In addition to general caveats about data and causal inference, three issues of sample selection may bias the results. First, the surveys exclude pedestrian trips and—because of a data limitation in 1994—non-trip-making households. In 2007, 15 percent of all surveyed households did not report a vehicular trip on the survey day. Presumably they took no trips, took only pedestrian trips, or failed to report vehicular trips. As a result, the models are biased toward the behavior of households taking vehicular trips. Using the full 2007 data sample, I find that models excluding non-trip-taking households produce slightly smaller parameter estimates than models including them, but larger elasticity estimates, because of the higher proportion of nondriving households in the sample.

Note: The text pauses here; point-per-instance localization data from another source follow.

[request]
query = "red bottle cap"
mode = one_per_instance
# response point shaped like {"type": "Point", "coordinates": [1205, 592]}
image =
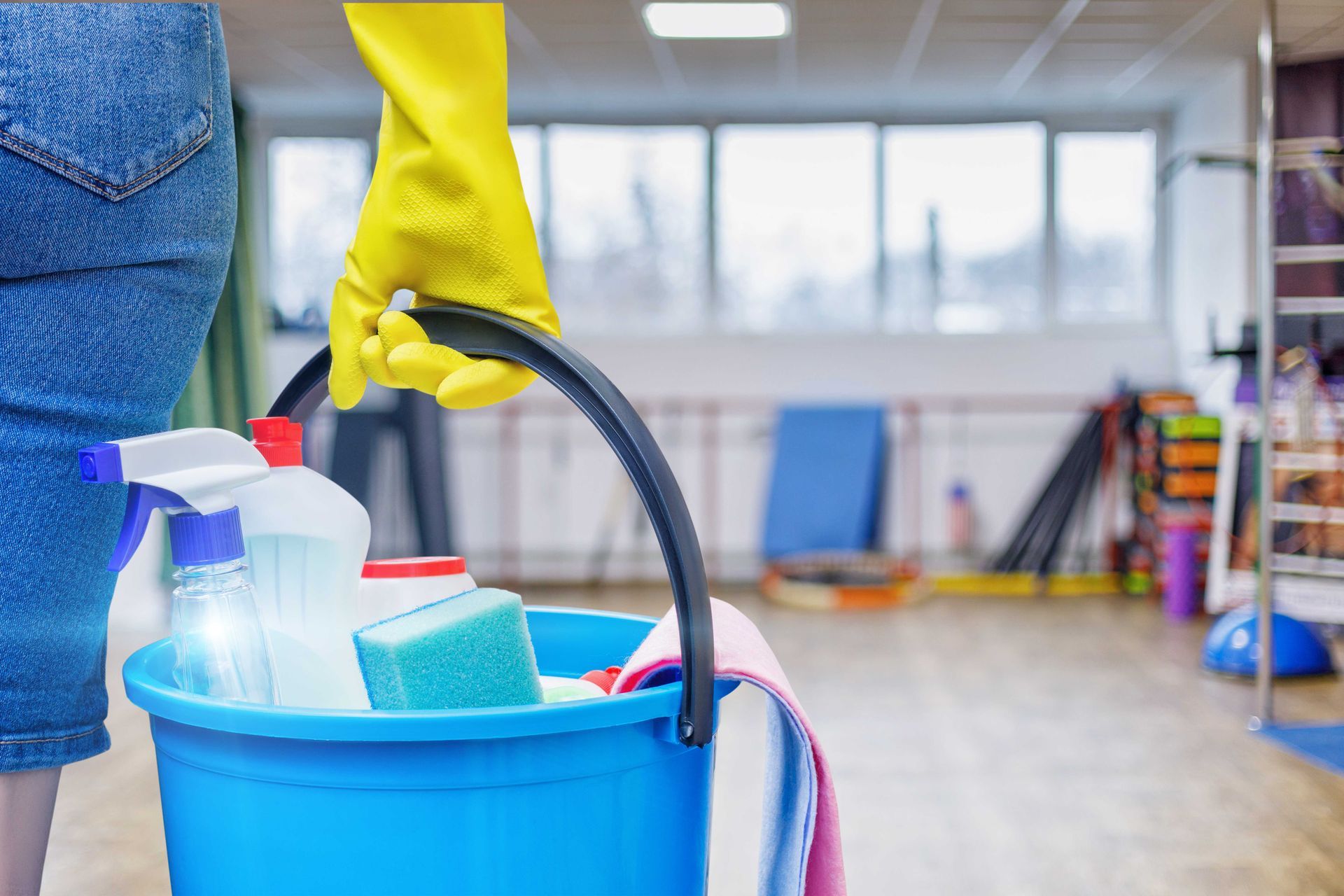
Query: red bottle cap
{"type": "Point", "coordinates": [601, 679]}
{"type": "Point", "coordinates": [279, 440]}
{"type": "Point", "coordinates": [413, 567]}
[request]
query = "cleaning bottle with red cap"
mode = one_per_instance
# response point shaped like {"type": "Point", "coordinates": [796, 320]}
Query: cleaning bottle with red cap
{"type": "Point", "coordinates": [307, 539]}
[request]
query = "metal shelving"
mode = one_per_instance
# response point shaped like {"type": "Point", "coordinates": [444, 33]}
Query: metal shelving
{"type": "Point", "coordinates": [1316, 580]}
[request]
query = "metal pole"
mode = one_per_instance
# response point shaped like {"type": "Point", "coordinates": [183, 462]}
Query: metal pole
{"type": "Point", "coordinates": [1266, 362]}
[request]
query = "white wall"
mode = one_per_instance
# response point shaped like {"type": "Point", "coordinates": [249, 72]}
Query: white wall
{"type": "Point", "coordinates": [1211, 232]}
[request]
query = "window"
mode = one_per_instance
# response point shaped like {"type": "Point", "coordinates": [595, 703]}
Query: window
{"type": "Point", "coordinates": [796, 226]}
{"type": "Point", "coordinates": [799, 242]}
{"type": "Point", "coordinates": [1104, 218]}
{"type": "Point", "coordinates": [316, 188]}
{"type": "Point", "coordinates": [628, 227]}
{"type": "Point", "coordinates": [527, 149]}
{"type": "Point", "coordinates": [965, 227]}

Second, the Tobit model of VKT is unavoidably biased toward the behavior of the one-third of households that reported generating positive VKT in the 1994 and 2007 samples. Their recorded attributes factor into the estimation of the probability that a household generates VKT as well as the amount generated. Since these households likely differ systematically from the total population sample in ways that cannot be statistically controlled—for example, they may have an unmeasured preference for driving—their driving habits may be less sensitive to marginal changes in income, the built environment, or household composition. Nevertheless, the stability in coefficient estimates between the 1994 and 2007 sample, despite changes in the proportion of households generating VKT, indicates that the estimated relationships tend to hold, at least for those households at the margin of choosing to generate VKT.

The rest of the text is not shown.